When a slugger can also handle shortstop duties, baseball people talk of potential greatness.
Greene, despite playing home games in one of the majors' best pitcher's parks, set franchise records for a shortstop with 15 home runs, 65 RBI and 50 extra-base hits. He devastated opponents with his glove and arm, yet was just learning the tendencies of his own pitchers and other hitters.
"We haven't seen the tip of the iceberg yet," General Manager Kevin Towers said. "He's going to get better defensively, and offensively. With experience, knowing the pitchers and the hitters in the league, and feeling more established, he'll be that much better."

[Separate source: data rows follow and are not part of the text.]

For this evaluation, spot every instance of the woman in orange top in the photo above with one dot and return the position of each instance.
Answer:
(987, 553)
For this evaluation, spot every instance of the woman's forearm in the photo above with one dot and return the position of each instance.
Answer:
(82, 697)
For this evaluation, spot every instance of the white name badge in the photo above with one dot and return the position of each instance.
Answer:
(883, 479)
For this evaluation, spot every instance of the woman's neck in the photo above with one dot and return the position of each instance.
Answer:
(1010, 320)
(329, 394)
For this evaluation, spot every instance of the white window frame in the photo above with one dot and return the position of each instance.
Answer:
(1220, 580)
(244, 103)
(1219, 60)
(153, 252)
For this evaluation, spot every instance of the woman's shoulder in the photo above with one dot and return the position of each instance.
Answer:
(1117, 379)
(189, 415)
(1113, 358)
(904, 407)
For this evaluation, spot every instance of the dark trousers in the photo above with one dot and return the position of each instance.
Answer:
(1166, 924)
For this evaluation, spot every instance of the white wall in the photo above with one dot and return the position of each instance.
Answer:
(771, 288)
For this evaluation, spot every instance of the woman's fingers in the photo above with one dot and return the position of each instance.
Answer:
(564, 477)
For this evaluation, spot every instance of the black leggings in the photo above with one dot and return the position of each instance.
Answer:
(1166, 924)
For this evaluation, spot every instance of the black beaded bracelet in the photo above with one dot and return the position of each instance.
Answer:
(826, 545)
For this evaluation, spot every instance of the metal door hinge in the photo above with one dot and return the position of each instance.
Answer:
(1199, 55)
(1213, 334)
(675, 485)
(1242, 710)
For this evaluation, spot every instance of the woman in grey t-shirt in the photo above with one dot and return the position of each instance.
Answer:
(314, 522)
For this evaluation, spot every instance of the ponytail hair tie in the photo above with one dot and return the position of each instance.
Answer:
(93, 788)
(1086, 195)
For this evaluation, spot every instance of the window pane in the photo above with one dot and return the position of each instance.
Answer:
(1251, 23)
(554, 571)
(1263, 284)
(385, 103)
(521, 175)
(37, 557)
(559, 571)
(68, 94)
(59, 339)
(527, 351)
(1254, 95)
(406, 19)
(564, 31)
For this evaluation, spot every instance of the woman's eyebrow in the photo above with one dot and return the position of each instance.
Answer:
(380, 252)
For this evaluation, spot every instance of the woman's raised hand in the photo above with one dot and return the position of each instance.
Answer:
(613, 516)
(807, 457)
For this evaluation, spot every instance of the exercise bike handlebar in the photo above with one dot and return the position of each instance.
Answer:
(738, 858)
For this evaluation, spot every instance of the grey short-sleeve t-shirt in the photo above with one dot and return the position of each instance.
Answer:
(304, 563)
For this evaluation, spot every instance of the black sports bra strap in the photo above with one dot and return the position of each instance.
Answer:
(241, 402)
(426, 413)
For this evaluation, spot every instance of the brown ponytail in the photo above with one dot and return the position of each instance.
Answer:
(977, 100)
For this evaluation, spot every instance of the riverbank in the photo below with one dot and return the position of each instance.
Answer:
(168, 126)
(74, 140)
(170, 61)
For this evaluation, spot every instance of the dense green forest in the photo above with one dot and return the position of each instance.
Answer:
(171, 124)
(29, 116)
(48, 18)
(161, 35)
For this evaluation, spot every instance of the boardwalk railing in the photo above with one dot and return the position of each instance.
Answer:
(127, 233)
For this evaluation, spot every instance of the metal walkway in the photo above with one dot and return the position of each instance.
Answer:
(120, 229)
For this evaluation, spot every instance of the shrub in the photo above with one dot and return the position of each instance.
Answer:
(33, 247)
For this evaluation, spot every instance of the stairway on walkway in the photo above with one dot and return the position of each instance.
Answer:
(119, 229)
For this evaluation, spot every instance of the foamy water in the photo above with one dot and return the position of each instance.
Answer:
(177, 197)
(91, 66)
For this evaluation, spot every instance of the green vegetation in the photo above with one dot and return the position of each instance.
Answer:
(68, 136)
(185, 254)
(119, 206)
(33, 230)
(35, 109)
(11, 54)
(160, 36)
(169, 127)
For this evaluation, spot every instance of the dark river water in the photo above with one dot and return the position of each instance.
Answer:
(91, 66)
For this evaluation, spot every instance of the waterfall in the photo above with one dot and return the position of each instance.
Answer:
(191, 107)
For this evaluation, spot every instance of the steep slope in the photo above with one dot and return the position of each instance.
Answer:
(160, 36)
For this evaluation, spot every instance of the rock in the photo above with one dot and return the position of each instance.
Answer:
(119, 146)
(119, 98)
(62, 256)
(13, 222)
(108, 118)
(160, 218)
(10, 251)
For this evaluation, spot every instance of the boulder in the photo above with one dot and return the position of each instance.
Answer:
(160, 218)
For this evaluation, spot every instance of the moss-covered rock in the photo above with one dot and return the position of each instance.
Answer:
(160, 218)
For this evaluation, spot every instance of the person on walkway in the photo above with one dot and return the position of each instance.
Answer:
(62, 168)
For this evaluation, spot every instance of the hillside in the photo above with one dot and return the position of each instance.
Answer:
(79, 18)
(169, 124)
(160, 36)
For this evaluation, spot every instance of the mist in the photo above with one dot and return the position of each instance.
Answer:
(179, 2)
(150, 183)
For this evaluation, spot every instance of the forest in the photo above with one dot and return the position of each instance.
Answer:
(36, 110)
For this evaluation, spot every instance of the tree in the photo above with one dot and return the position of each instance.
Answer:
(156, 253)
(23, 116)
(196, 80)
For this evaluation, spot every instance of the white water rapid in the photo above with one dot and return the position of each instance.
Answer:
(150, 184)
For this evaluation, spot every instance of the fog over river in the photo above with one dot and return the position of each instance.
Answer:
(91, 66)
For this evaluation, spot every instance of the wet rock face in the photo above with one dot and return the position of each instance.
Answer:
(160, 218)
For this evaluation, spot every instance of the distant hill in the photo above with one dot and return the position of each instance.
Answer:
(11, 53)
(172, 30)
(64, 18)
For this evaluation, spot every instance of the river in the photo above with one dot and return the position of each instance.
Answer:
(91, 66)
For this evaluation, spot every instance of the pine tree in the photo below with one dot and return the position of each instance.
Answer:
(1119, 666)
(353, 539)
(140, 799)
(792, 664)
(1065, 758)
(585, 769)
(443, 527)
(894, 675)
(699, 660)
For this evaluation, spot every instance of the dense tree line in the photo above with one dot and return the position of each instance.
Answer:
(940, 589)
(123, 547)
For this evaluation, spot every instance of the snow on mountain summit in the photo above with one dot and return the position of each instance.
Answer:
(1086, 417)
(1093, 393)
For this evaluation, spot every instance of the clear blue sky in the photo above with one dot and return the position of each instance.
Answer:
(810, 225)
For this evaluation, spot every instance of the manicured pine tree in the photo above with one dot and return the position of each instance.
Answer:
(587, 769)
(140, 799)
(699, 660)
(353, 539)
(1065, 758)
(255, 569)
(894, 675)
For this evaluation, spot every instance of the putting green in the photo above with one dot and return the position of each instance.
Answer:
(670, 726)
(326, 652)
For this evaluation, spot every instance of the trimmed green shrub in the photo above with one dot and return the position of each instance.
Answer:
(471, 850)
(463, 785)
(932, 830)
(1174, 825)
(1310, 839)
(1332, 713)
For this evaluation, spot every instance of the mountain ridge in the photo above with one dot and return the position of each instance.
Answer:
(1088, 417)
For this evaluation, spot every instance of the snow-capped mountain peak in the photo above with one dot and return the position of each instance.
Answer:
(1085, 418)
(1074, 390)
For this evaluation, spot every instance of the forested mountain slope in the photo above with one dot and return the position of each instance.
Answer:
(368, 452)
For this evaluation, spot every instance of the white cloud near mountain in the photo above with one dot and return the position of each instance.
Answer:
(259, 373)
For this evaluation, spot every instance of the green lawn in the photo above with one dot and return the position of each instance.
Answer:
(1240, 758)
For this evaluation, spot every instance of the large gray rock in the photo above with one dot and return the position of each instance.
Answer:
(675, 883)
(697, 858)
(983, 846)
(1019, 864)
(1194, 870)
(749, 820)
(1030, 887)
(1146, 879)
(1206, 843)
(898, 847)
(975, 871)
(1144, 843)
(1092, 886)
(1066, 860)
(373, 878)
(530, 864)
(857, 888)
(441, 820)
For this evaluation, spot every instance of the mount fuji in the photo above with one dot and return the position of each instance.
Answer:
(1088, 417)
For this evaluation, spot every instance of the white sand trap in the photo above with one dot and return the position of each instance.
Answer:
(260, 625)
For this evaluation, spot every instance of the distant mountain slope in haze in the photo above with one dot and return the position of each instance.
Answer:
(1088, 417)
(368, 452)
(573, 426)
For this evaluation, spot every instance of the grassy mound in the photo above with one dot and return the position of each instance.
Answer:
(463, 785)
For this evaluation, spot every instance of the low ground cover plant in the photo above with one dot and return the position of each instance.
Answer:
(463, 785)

But detours happen, too. Sophomore years can be more challenging than rookie seasons. Shortstops, major league studies show, are more likely than other position players to go on the disabled list. And at 5 feet 11 and 210 pounds, the husky Greene could outgrow the position if he thickens up the way some players do in their late 20s.
"Khalil has got a chance to be exceptional," said Padres broadcaster Jerry Coleman, a former Yankees second baseman who has spent six decades in professional baseball. "But the thing is, after one year, you can't tab anybody. It takes five years before you can really see if he's going to be great or just good. Right now, Greene is incredibly good."
Greene's stealth advantages included an artist's appreciation for the job's broad canvas.
"I have more fun playing defense," said the 25-year-old South Carolina resident, who grew up in Key West, Fla., after his parents set up a jewelry shop there. "There's room to be a little more improvisational, a little more creative. You never know when a ball is going to take a bad hop. The dynamics of defense are really ever-changing."
Greene's diving grabs and rapid throws earned him the only curtain call Padres first-base coach Davey Lopes had seen in his 37 years in professional baseball.
Pitcher David Wells, a teammate last year, said Greene's defensive work, which spanned 133 starts and 83 percent of the team's innings, compared with that of past teammates such as All-Stars Barry Larkin, Tony Fernandez and Derek Jeter.
Even umpires marveled. One told a Padres coach that Greene's hands and feet were the quickest he'd seen from a shortstop since Omar Vizquel was stockpiling Gold Gloves.
But if Greene had joined a fraternity of baseball's ballet stars, just years earlier he was more bull than Baryshnikov.
"I was a step and a half slower," he said. "I was probably stronger."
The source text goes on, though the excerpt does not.